The mayor said yesterday that she made the decision to hire Worden with Zimbabwe’s full collaboration and support. “He was very much in favor of having a person who would coordinate across all departments, because this isn’t just [about] the Seattle Department of Transportation. It’s much [bigger] than that,” Durkan said. For example, the city might need to redirect fire trucks to go around a traffic jam downtown, or offer flexible hours for people to file permit applications. “If it’s nobody’s job, it’s nobody’s job,” Durkan said.

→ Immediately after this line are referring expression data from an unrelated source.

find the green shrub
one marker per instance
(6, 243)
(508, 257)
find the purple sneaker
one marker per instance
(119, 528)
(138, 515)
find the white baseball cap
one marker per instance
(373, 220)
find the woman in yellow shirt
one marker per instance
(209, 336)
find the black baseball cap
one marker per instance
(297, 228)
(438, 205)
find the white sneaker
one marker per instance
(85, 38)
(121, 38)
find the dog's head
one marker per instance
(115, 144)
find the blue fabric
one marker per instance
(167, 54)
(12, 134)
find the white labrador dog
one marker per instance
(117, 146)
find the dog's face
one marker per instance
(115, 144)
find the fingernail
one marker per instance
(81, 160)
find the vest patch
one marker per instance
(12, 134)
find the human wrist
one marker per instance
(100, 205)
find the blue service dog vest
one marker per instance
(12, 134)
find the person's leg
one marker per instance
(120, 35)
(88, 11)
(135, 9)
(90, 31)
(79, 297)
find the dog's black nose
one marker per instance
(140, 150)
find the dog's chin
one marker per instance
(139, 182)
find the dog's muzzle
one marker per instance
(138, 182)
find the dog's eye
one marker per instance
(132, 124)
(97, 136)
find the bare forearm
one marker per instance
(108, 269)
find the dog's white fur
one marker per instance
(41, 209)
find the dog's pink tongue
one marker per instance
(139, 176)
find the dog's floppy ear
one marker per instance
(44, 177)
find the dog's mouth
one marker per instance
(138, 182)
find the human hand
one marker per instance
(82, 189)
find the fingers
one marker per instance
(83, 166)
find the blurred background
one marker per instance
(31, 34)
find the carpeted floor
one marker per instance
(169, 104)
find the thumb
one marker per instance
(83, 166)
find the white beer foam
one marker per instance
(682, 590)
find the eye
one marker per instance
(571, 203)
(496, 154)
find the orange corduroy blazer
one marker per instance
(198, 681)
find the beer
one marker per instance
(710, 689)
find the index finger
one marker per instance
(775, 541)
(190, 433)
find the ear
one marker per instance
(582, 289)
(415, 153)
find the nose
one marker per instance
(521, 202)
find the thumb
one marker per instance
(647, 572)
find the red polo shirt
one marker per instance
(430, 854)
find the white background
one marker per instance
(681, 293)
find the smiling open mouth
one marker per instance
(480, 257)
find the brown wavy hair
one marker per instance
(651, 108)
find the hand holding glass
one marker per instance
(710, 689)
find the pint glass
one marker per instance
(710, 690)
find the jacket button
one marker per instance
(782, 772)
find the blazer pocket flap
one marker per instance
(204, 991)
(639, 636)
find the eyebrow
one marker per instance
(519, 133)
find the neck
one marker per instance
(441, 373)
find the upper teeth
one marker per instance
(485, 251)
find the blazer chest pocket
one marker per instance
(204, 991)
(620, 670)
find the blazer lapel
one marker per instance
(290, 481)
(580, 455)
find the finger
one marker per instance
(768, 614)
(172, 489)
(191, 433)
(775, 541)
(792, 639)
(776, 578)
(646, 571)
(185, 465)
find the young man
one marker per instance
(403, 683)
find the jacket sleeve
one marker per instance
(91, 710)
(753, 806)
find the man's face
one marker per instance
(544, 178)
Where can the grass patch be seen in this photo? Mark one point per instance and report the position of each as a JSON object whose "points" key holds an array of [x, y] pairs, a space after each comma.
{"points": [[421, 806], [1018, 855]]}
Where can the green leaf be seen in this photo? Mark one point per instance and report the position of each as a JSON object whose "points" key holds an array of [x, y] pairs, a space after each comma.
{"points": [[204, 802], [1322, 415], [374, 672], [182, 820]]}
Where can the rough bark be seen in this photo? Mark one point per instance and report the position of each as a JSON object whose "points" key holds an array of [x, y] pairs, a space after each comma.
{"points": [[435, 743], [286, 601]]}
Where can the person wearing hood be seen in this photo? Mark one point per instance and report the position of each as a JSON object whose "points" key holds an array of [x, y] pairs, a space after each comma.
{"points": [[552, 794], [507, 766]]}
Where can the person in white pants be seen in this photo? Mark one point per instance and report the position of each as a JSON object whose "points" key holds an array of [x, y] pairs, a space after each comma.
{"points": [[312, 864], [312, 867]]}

Currently, though, coordinating the city’s response to the so-called “Seattle squeeze” is somebody’s job—SDOT’s own Heather Marx, whose job title is “director of downtown mobility.” Marx did not play a role during yesterday’s press conference, and I didn’t see her in the crowd.
4. Also conspicuously absent: Deputy mayor Shefali Ranganathan, the former Transportation Choices Coalition director who oversees “major transportation-related policy” for the mayor’s office and who would seem to be the natural choice to oversee Worden’s work in the mayor’s office. Instead, that role will go to deputy mayor Mike Fong, who also oversees almost a dozen city departments. Asked why she decided to have Worden report to Fong instead of transportation expert Ranganathan, Durkan said, “Again, this isn’t just about transportation. Senior deputy mayor Fong is the senior deputy mayor so [Worden] actually reports to me [and] coordinates with senior deputy mayor Fong.”
In October, when Ranganathan’s portfolio was reduced in a reorganization of the mayor’s office, she told me the changes would give her time to focus on “major initiatives” like congestion pricing downtown. Yesterday, both she and Fong echoed Durkan’s line that Worden’s job will mostly involve coordinating between departments like police, fire, and utilities—a point everyone at the mayor’s office hammered home so consistently that I started to wonder if traffic coordination had anything to do with transportation at all. SDOT—the agency everyone was so keen to de-emphasize—is, of course, the primary agency that will have to deal with traffic backups, transportation construction, transit access, illegal parking, bikesharing, enforcing new restrictions on Uber and Lyft, and any number of other initiatives related to center-city mobility.